Also known as the “cradle of the French Language,” the Loire Valley gets the above nickname from the vast vineyards and orchards interspersed among over three hundred historical chateaux. The vineyards extend from the Muscadet region near Nantes on the Atlantic coast (known as the Lower Loire), through the Middle Loire (Anjou, Saumur, Bourgeuil, Chinon, Cheverny and Vouvray), to the Upper Loire (Sancerre and Pouilly Fumé), near the city of Orléans.
The vast majority of white wines are made from Sauvignon Blanc, Chenin Blanc, and Melon de Bourgogne, and almost all the reds from Cabernet Franc with a small amount of Pinot Noir and Gamay. Although mostly still wines are made, Crémant de Loire, a sparkling wine made primarily from Chenin Blanc is second only to Champagne in total bottles produced in France.
The Romans first planted vines along the Loire in the first century, and by the High Middle ages the region produced the most esteemed wines in France and England, more so than even Bordeaux. The Loire River has a significant effect on the immediate climate, adding the few degrees in temperature to make viticulture possible so far north. Frost in the spring can be a problem, as can under ripening. Chapitalization (addition of sugar to prevent stoppage of fermentation from high acid and under ripe grapes) is legal and occasionally used during poor vintages. Chenin Blanc vines can overproduce, and high density planting, pruning, and canopy management have all successful lowered yields, producing better grapes.
Because of the cooler climate, difference in vintage years affect the wines more greatly here than almost anywhere in France, with white wines being much more lush and full flavored in warmer vintages and much more acidic and mineral driven in cooler vintages. The Cabernet Franc tends to be lighter and more herbaceous in cool vintages and more round and fruity in warm vintages.

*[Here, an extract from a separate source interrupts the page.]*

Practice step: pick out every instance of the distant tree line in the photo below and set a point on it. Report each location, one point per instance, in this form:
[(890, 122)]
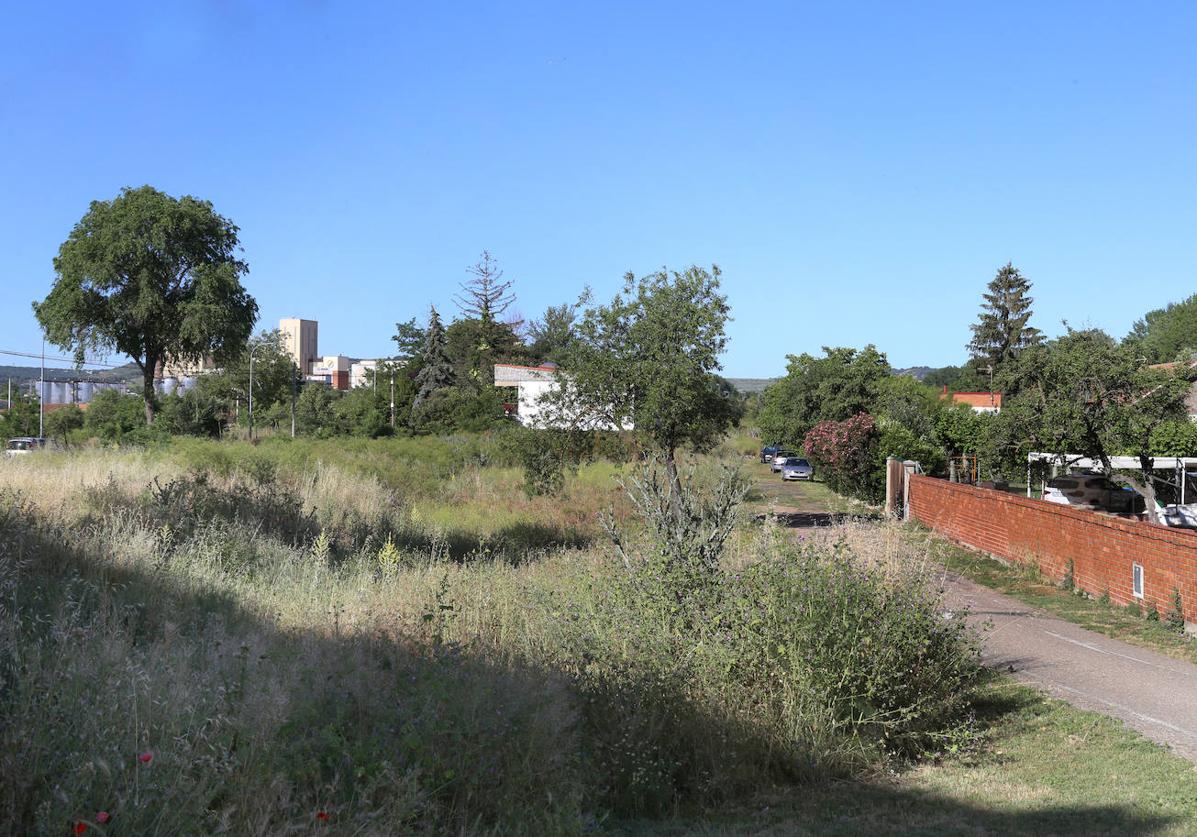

Muscadet is home to the Melon de Bourgogne grape and a very dry, light bodied wine that is citrusy, fresh, and crisp with a good acidity.
Anjou, near the town of Angers, is known mostly for its rosés made from Cabernet Franc. Some whites made from Chenin Blanc are similar to Vouvrays and usually less expensive.
Saumur is the third highest producing sparkling wine appellation in France, with twelve million bottles of Mousseau made from Chenin Blanc every year. Cabernet Franc is made here, and the wines tend to be medium bodied and fruity. Domaine Filliatreau Chateau Fouquet Samur 2011 is a great little gem. Biodynamically farmed, this wine has serious depth, with beautiful fruit and mineral character. It’s one of my favorite Cab Francs at $16.99.
Chinon and neighboring Bourgeuil are sources for most of the Loire’s Cabernet Franc. Those from the former tend to be round and lush, while the latter tend to be more reserved and tannic. Cabernet Franc is known as Breton in this area. Flavors of raspberry and aromas of green pepper and graphite are typical, and the wines are often served a bit cooler than most reds. Bernard Baudry Les Granges 2011 is a particularly good example of Chinon, with deep cherry, blackberry, and currant flavors with an earthy finish for $19.99.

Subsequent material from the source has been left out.